Belardi: Ich war der einzige Ausländer damals in meiner Klasse in der Pestalozzischule und habe unter einigen meiner Mitschüler und Lehrer sehr gelitten. Später hat mir der Fußball geholfen. Da war ich dann etwas anerkannter. Manchmal denke ich, vielleicht wäre ich ohne den Fußball nicht so weit in meinem Leben gekommen.
Das Talent hat Sie immerhin dann zum FC Augsburg gebracht und Sie waren sozusagen ein Spieler der ersten Stunde ...
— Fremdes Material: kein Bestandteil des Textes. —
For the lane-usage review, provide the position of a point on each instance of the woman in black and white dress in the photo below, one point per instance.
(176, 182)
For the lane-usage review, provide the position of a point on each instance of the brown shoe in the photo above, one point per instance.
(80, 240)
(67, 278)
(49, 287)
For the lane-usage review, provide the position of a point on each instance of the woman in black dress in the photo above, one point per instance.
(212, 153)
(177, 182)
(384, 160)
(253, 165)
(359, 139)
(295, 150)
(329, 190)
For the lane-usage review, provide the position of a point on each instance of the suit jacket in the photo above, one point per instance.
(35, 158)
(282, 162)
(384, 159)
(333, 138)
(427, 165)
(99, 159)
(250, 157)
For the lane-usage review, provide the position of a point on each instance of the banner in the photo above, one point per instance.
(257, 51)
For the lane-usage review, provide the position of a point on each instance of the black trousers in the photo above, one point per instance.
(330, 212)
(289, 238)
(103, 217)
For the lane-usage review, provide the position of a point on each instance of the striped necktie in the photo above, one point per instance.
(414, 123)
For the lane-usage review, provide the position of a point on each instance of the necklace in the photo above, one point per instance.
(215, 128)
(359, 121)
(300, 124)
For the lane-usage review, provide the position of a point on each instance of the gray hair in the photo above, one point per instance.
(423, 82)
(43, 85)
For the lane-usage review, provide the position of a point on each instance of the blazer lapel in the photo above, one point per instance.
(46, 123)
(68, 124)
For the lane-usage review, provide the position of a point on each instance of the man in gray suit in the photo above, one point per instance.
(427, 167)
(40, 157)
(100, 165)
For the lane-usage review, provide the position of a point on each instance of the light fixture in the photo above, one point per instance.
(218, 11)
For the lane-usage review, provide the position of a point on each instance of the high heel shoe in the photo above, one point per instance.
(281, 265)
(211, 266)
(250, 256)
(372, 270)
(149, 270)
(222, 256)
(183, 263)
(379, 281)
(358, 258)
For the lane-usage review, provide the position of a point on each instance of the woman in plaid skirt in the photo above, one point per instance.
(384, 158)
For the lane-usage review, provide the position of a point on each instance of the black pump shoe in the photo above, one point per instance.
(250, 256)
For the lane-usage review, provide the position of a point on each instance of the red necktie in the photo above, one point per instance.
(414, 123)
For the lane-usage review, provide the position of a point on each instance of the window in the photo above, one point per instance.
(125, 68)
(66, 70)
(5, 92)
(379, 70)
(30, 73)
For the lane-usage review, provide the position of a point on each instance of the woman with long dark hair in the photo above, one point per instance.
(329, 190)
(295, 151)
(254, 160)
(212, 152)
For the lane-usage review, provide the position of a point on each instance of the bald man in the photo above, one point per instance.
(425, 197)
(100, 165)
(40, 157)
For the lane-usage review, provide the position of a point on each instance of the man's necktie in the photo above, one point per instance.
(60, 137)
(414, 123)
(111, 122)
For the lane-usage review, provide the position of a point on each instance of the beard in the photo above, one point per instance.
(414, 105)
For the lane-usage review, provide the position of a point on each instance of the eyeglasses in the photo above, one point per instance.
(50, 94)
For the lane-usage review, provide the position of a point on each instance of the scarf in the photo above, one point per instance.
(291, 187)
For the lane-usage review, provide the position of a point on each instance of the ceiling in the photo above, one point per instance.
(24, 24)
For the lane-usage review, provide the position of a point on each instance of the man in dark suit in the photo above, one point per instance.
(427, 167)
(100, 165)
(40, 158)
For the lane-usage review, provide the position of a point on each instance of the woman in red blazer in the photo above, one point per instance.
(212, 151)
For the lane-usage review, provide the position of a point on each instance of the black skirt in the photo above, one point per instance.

Belardi: Im Jahr 1969 war die Fusion zwischen dem BCA und dem TSV Schwaben, daraus entstand der FCA. Damals spielte der Verein in der Bayernliga (damals dritthöchste Liga, Anm. der Red.) und man wollte mit aller Macht zweitklassig sein. Ich kam vom TSV Pfersee zum FCA und stand dann gleich am ersten Spieltag bei der SpVgg Weiden in der Startaufstellung.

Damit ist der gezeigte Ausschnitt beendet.